Ordacleaphobia
Shameless Contrarian
Well, there are two rough buckets of people here -
1) contractors who work directly for the government on an hourly basis. Many of them I believe were just told not to come to work during the shutdown. they received no pay and no back pay.
2) Contractors who worked for the federal government on a salaried/project basis. I have a buddy in this boat and thankfully the worst was averted - because his project was funded through January at the start of the shutdown, he continued to work... But, had the shutdown extended into February, he would have had to keep going to work, but would not have been paid and would not have received back pay for this work. Which would have been financially tough, since he was the primary earner in his household and in short order his hot water heater and HVAC system had gone out, the former flooding his basement and requiring significant repairs.
Also, that second scenario kind of points to the issue with your second paragraph - I won't get into specifics with my salary, but ballparking it let's say I make about 6x what I did when I first started working in Boston, and 4x what I did when I first moved to my current city. Does that mean I could work without pay for several weeks to a month or two without ill effect? Today, yeah, I probably could, but I've been super diligent about saving. Even as recently as two years ago, though, I wasn't living paycheck to paycheck, exactly, but yeah, it'd have been pretty dire. The reason? Your fixed expenses tend to scale with your income. 10 years ago I was living in a house with three other roommates, splinting utilities four ways. Today I own a condo I pay a mortgage on that even with refinancing my way out of PMI at a really favorable rate I'm paying more than 3x as much to live in as I did my old apartment. While a lot of expenses I could scale back pretty quickly - stop drinking, eating mostly $0.10 ramen packages for meals, cancel my internet service, etc, things like the amount of housing you consume on a monthly basis are things you really can't adjust on the fly. At the present I could comfortably go a couple months without working, two years ago I could have gone a couple weeks without major effect... And six years ago, the year after I bought my place, I honestly don't know what I would have done without income. And that's with still driving the Toyota Camry I bought new maybe....14 years ago?
Idunno. A high nominal salary alone doesn't necessarily mean anything because most people, as soon as they can, stop making the sacrificies around housing they make when they're younger, and, well, housing in the DC area isn't exactly cheap.
Yeah I'm sure DC is pretty gnarly; not something I have much experience with either since I've never been.
I'm aware that a salary is a fixed figure who's true value will fluctuate depending on area; my assumption with that last statement was that since the pay is comparatively high here in this area, I would assume that similar projects would dictate a similar rate of pay elsewhere as well, since the whole point of prevailing wage is to guarantee a fair, market-value wage. Totally an assumption and not intended to be interpreted as anything other than a lightly educated guess.
I also totally get your point on how people tend to stop making compromises on certain areas when they start to scale their income up, but my point is that maybe they shouldn't.
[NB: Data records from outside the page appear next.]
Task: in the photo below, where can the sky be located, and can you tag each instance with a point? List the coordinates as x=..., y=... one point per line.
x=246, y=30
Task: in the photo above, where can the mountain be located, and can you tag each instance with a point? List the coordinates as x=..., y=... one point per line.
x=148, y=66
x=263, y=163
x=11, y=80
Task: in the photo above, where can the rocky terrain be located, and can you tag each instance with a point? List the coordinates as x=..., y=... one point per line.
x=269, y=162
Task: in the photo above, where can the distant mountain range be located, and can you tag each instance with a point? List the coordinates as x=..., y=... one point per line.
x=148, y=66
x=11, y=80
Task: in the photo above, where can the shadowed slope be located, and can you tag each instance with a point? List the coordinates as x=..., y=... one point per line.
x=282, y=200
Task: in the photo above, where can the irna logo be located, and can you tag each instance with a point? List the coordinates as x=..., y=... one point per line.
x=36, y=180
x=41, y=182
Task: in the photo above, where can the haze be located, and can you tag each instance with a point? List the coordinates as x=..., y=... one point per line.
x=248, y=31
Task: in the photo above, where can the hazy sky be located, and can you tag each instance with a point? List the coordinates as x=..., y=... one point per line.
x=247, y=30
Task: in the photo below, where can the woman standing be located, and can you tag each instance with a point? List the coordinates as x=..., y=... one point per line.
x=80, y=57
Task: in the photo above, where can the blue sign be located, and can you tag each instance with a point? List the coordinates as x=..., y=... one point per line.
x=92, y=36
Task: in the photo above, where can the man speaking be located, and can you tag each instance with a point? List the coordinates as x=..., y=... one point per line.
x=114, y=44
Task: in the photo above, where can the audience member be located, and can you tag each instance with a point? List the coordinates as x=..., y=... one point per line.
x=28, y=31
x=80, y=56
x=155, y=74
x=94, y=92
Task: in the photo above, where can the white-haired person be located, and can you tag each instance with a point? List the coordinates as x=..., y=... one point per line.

For example, when I bought my house, I could have afforded to get a place that would have costed me an extra couple hundred a month. It would have been easy to push myself in that direction, and honestly, I wouldn't have even come close to missing a payment to date if I had done so. But I didn't, because that extra couple hundred a month would have tightened things up a bit to where if I were to suddenly lose my job or my car to any crazy circumstance out there, it would be really difficult to stop the hemorrhaging in a reasonable manner. I'm sure you made a similar decision on your condo. In this situation, I don't think we "compromised" in choosing where we live; both dwellings were more than adequate and I'm quite happy with my house. We just didn't overextend. I'm not talking about scaling down spending, I'm talking about budgeting costs (and probably a little bit of scaling down spending too, who am I kidding).
If you place yourself in a position where your budget is too tight to save (or you just don't save) and your expenses are high enough to where it would be tough to meet your budget should you be in a situation where you're forced to take a pay cut / different job / etc; you made a bad call somewhere imo.